One of the things I’m always asked when giving a talk on differential privacy is “how should we interpret \epsilon?” There a lot of ways of answering this but one way that seems to make more sense to people who actually think about risk, hypothesis testing, and prediction error is through the “area under the curve” metric, or AUC. This post came out of a discussion from a talk I gave recently at Boston University, and I’d like to thank Clem Karl for the more detailed questioning.

For the purposes of this post, a randomized algorithm A is \epsilon-differentially private if

\mathbb{P}( A(\mathcal{D}) \in \mathcal{S} ) = e^{\epsilon} \mathbb{P}( A(\mathcal{D}')  \in \mathcal{S})

for all pairs of data sets \mathcal{D} = (x_1, x_2, \ldots, x_{n-1}, x_n) and \mathcal{D}' = (x_1, x_2, \ldots, x_{n-1},x'_n) containing n individuals and differing in a single individual, and all measurable sets \mathcal{S}.

For cases where the output of A has a density, we can interpret this as saying the log-likelihood ratio for the output of the distribution is bounded by \epsilon:

\frac{ f( s | \mathcal{D}) }{ f(s | \mathcal{D}' ) } \le \epsilon.

For those familiar with hypothesis testing, this guarantee is saying something about the hypothesis test between \mathcal{D} and \mathcal{D}' being “hard.” One interpretation of differential privacy is that an adversary observing the output of the algorithm will have a difficult time inferring if the data of individual n is x_n or x'_n, even if they know all n-1 other data points.

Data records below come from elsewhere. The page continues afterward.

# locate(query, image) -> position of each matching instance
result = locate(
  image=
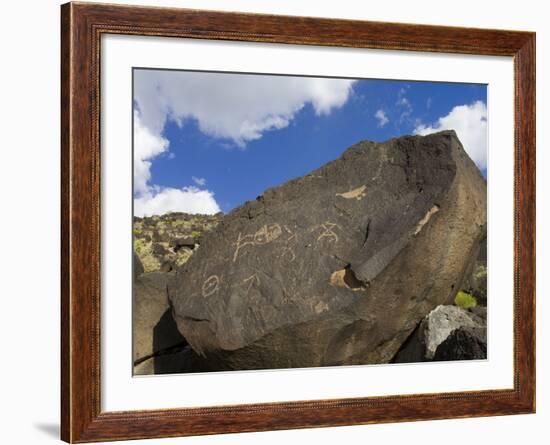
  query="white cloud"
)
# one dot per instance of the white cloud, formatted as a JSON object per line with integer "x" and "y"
{"x": 238, "y": 107}
{"x": 235, "y": 107}
{"x": 199, "y": 181}
{"x": 147, "y": 145}
{"x": 405, "y": 105}
{"x": 382, "y": 118}
{"x": 188, "y": 199}
{"x": 470, "y": 124}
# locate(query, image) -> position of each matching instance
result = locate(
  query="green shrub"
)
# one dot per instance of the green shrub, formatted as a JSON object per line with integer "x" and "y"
{"x": 465, "y": 300}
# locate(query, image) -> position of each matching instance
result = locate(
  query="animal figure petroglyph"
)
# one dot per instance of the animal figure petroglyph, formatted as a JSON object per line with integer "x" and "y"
{"x": 328, "y": 231}
{"x": 357, "y": 193}
{"x": 264, "y": 235}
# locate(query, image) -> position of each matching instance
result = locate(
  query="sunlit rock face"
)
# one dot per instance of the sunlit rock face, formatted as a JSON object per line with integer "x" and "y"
{"x": 338, "y": 266}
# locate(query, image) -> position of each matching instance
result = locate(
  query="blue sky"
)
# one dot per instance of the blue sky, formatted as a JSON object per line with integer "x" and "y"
{"x": 211, "y": 141}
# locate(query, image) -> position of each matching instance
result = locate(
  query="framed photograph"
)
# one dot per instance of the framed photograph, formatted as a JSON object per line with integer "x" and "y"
{"x": 274, "y": 222}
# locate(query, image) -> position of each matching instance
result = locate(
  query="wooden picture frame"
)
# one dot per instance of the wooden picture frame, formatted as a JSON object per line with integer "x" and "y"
{"x": 82, "y": 25}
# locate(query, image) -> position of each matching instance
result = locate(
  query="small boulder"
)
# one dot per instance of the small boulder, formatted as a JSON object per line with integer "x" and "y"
{"x": 464, "y": 343}
{"x": 441, "y": 332}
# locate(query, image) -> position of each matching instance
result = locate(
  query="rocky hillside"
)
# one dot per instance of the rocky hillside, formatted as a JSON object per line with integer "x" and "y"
{"x": 166, "y": 242}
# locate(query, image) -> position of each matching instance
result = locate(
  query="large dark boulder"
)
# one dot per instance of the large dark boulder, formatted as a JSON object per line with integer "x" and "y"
{"x": 338, "y": 266}
{"x": 154, "y": 329}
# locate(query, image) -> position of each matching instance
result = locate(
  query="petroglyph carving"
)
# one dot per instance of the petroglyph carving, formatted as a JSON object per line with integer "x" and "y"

Wasserman and Zhou showed that the parameter \epsilon controls power of this hypothesis test. Oh and Viswanath write this more explicitly as a pair of inequalities governing the tradeoff between the false-alarm and missed-detection probabilities:

P_{\mathrm{FA}} + e^{\epsilon} P_{\mathrm{MD}} \ge 1
e^{\epsilon} P_{\mathrm{FA}} + P_{\mathrm{MD}} \ge 1.

If we plot these against each other we get a picture like this:

Probability of missed detection vs. probability of false alarm

Probability of missed detection vs. probability of false alarm

The receiver operating characteristic (ROC) is defined as the true positive rate as a function of the false positive rate. That is, it’s 1 - P_{\mathrm{MD}} on the y-axis and P_{\mathrm{FA}} on the x-axis. So this is the same plot as above, only flipped along the y-axis. To calculate the AUC we just integrate. The point where equality holds in both of the above inequalities is where P_{\mathrm{FA}} = P_{\mathrm{MD}}, or

P_{\mathrm{FA}} = \frac{1}{1 + e^{\epsilon}}.

That’s the “corner point” in the previous figure. So the AUC is just

(1 - \frac{1}{1 + e^{\epsilon}})^2 + 2 \int_{0}^{\frac{1}{1 + e^{\epsilon}}} e^{\epsilon} P_{\mathrm{FA}} d P_{\mathrm{FA}} = \frac{ e^{\epsilon} + e^{2 \epsilon}}{ (1 + e^{\epsilon})^2}.

We can plot the AUC as a function of \epsilon pretty easily:

ROC curve for epsilon-differential privacy

AUC versus epsilon for differential privacy

So we can now see how the privacy parameter affects the AUC for this hypothesis test. Depending on how comfortable you are with the risk (and also the threat model), you can assess for yourself what kind of \epsilon you would prefer. Oh and Viswanath also calculate the tradeoff for (\epsilon,\delta)-differential privacy, but maybe I’ll leave that for another post. In the end, I don’t find this AUC plot so illuminating, but then again, I don’t have a visceral “feel” for how the AUC corresponds to the quality of the prediction.